Opinion: AVs Can Do More Than Just Serve People Who Can Afford A Cab
The autonomous vehicle industry drove onto the scene with resources no transportation industry had ever enjoyed before: billions in capital, the most-sophisticated engineering talent in the world, genuine public excitement, and a regulatory environment that laid down smooth asphalt. For a window of time, the dream of redesigning public transportation from the ground up was genuinely within reach.
But, for the most part, the industry has used it to build a better taxi.
Most public scrutiny around autonomous vehicles has centered on whether the technology works and its various mishaps and misdeeds. Did a Waymo just run a red light? Did Tesla Autopilot cause a crash? Are regulators keeping pace with what’s happening on the roads? This focus misses the larger problem. Technically, the vehicles work well enough, helping to prevent crashes and save lives.
Practically, what has emerged is an industry trend that prioritizes hype instead of mobility equity.
Robotaxis remain operational in narrow geofenced corridors across a handful of major cities, serving riders who already have multiple ways to get around, not to mention Ubers, Lyfts, yellow cabs, etc. Yet 45 percent of the U.S. population has little to no access to adequate public transportation, a figure that has barely moved despite years of industry expansion and billions in cumulative investment. Rather than closing that gap, the AV industry has driven away from it.

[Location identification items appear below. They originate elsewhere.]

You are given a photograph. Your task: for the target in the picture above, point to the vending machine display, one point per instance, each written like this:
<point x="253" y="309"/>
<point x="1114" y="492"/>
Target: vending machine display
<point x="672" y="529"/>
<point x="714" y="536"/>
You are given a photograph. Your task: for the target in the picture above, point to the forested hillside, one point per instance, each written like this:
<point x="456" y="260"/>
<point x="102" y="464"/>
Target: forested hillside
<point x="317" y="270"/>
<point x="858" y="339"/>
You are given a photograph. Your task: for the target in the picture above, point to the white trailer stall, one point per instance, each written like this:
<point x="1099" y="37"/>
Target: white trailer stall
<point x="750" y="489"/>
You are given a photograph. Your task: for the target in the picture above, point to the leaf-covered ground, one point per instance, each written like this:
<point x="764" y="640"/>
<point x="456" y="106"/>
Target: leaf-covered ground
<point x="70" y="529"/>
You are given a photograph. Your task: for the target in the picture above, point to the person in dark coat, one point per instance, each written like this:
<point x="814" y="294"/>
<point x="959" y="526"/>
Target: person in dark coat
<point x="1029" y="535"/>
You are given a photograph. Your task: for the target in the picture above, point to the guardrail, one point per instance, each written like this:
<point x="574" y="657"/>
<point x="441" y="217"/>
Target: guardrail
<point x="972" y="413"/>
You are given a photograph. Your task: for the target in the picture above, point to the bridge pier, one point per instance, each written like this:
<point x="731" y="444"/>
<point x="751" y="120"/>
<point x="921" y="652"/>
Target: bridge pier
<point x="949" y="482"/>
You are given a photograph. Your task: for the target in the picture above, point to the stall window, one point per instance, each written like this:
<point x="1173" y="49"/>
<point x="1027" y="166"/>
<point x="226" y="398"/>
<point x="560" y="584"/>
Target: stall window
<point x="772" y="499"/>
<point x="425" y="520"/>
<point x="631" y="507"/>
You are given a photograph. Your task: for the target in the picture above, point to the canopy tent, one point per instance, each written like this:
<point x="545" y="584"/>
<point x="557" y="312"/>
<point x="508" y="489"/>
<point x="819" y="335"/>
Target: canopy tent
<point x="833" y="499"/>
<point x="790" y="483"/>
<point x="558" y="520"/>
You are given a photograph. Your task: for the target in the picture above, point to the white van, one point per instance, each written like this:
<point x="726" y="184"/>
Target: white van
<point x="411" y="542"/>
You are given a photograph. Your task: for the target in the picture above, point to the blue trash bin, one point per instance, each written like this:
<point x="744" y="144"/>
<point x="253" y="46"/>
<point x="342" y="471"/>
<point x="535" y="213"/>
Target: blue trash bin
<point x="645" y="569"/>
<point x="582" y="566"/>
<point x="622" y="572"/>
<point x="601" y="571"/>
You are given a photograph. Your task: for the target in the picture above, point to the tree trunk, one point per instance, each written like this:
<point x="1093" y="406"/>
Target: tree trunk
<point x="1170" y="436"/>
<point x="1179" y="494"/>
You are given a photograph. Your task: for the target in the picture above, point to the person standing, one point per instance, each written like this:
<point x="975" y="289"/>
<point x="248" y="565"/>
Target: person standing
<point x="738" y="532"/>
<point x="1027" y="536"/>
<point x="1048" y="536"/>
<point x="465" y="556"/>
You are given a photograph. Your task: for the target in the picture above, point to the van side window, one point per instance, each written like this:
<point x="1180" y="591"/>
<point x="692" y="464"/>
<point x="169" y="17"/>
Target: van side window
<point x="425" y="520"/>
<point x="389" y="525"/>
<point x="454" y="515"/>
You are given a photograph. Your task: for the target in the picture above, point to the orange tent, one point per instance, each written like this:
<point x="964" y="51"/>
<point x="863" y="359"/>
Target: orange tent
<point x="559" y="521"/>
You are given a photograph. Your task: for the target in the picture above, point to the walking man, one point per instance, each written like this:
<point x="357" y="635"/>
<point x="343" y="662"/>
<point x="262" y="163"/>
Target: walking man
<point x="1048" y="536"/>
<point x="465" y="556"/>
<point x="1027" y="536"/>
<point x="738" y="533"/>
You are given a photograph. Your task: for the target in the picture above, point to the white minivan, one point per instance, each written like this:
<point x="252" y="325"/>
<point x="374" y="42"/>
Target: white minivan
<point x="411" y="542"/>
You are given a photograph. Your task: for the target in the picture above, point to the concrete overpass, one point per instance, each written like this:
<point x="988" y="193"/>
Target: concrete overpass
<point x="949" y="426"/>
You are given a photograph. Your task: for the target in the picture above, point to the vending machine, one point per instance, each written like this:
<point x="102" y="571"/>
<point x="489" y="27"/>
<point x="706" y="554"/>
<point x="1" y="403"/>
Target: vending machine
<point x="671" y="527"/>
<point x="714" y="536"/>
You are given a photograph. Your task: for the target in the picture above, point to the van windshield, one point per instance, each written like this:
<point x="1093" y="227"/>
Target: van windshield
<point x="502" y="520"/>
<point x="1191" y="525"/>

The problem runs deeper than simple oversight or neglect. Autonomous vehicles actually exacerbate the problem as robotaxis generate “deadhead” miles at scale, with empty vehicles circling between rides and adding congestion to urban streets without moving a single additional person anywhere. In 2025, deadhead miles accounted for nearly half of Waymo’s total travel in San Francisco, according to California’s Public Utilities Commission. They didn’t contribute new mobility options to the city, only additional traffic competing with transit infrastructure already struggling to function.
Meanwhile, the communities most in need of new mobility options are watching their existing ones disappear. Transit agencies across the country are cutting routes and reducing service hours, not because demand has fallen, but because running low-density corridors, early-morning services, and last-mile connections to transit hubs simply costs too much to justify on current budgets. Routes on low-density corridors are always the first to go when finances tighten, and they are the ones that people with the fewest alternatives depend on most. Nevertheless, the AV industry, flush with capital and engineering capacity, has treated this as someone else’s problem.
Yet, this is precisely where autonomous vehicle economics should change the outcome. The financial case for cutting a transit route rests most heavily on staffing costs. Transportation providers continue to report a persistent bus driver shortage, with one in four transit workers worldwide expected to retire by 2035. Many systems are already operating at a fraction of their required driver capacity, forcing route cuts even where ridership demand exists. At the same time, drivers are expensive, and overnight shifts on low-ridership corridors produce unit economics that no transit agency can defend when facing a budget shortfall. Remove the staffing cost, and the calculus shifts substantially. Without drivers to pay or depots to man in the early hours of the day, a bus running at 5 a.m. on a sparse suburban corridor stops being a financial liability and becomes a service an agency can afford to sustain. Routes that transit operators couldn’t justify keeping become routes they can afford to launch.
The evidence that this works is already accumulating. Driverless shuttles are being deployed along Atlanta’s BeltLine, connecting MARTA rail stations, university campuses, and the Lee and White district on fixed short routes designed specifically to close first-and-last-mile gaps that have long frustrated commuters. In Europe, an EU-backed initiative has launched autonomous transit trials in Oslo and Geneva, focused on integrating demand-responsive driverless vehicles directly into existing public transport networks. What remains unresolved is whether the broader industry will drive down the road where the evidence already leads.
The next phase of AV deployment is being negotiated now, in conversations among technology companies, regulators, and transit authorities, assessing whether this technology has anything practical to offer their networks. Transit operators are resource-constrained and not inclined toward optimism. They need a concrete and near-term return-on-investment case, not a promise of transformation. Years of industry effort have gone into building that case for premium riders in high-density ZIP codes. Building it for the agencies that serve everyone else has barely begun.
Cities that move more people more efficiently generate more economic output and more equitable access to healthcare, education, and employment opportunities. A robotaxi serving upscale passengers in a handful of city blocks will not change those numbers at any meaningful scale. Autonomous vehicle technology is already built for public transit and already operating on public roads. The driver may have left the vehicle, but the industry still has to decide what purpose that vehicle will serve.